How to extract table data from an image using Vision Framework in iOS?

645 views Asked by At

With iOS Vision Framework, I am able to perform OCR and fetch recognized text from an image using

VNRecognizedTextObservation

Now let say, I have an image in which there is some text paragraph along with a table. The table has many columns and associated rows with it(Refer below image). Is it possible to recognize a particular column's key and values from the table using Vision?

For example, I want to fetch 2014 Retail Sales numbers alone from the below image using Vision. How to do this? Can we use both Vision and CoreML to do this?

enter image description here

1

There are 1 answers

0
Surajkumbhar904 On

Yes it is possible using the vision

 guard let cgImage = image.cgImage else { return }
    let imageRequestHandler = VNImageRequestHandler(cgImage: cgImage, orientation: .right)
    
    let size = CGSize(width: cgImage.width, height: cgImage.height) // note, in pixels from `cgImage`; this assumes you have already rotate, too
    let bounds = CGRect(origin: .zero, size: size)
    // Create a new request to recognize text.
    let request = VNRecognizeTextRequest { [self] request, error in
        guard
            let results = request.results as? [VNRecognizedTextObservation],
            error == nil
        else { return }
        
        let rects = results.map {
            convert(boundingBox: $0.boundingBox, to: CGRect(origin: .zero, size: size))
        }

    func convert(boundingBox: CGRect, to bounds: CGRect) -> CGRect {
    let imageWidth = bounds.width
    let imageHeight = bounds.height
    
    // Begin with input rect.
    var rect = boundingBox
    
    // Reposition origin.
    rect.origin.x *= imageWidth
    rect.origin.x += bounds.minX
    rect.origin.y = (1 - rect.maxY) * imageHeight + bounds.minY
    
    // Rescale normalized coordinates.
    rect.size.width *= imageWidth
    rect.size.height *= imageHeight
    
    return rect
}

you can detect the column's key bounding box and extend the bounding box height

 var targetBoundingBox: CGRect?
        var targetWord = "Retailer"
        
        for result in results {
            if let candidate = result.topCandidates(1).first, candidate.string.lowercased().contains(targetWord.lowercased()) {
                targetBoundingBox = convert(boundingBox: result.boundingBox, to: CGRect(origin: .zero, size: size))

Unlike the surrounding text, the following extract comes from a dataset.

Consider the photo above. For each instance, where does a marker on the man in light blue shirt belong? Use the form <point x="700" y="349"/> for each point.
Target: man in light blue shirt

                targetBoundingBox?.size.height += bounds.maxY
                break
            }
        }

        if let targetBoundingBox = targetBoundingBox {
            print("Bounding box of '\(targetWord)': \(targetBoundingBox)")
            var textInsideTargetBox = ""
            for result in results {
                let boundingBox = convert(boundingBox: result.boundingBox, to: CGRect(origin: .zero, size: size))
                if targetBoundingBox.intersects(boundingBox), let text = result.topCandidates(1).first?.string {
                    textInsideTargetBox += "\(text) "
                }
            }
            print(textInsideTargetBox,"string")
            let format = UIGraphicsImageRendererFormat()
            format.scale = 1
            let final = UIGraphicsImageRenderer(bounds: bounds, format: format).image { _ in
                image.draw(in: bounds)
                UIColor.green.setStroke()
                //                    for rect in rects {
                let path = UIBezierPath(rect: targetBoundingBox)
                path.lineWidth = 9
                path.stroke()
                //                    }
            }
            DispatchQueue.main.async { [self] in
                resultImage.image = final
            }

        } else {
            print("Bounding box of '\(targetWord)' not found")

        }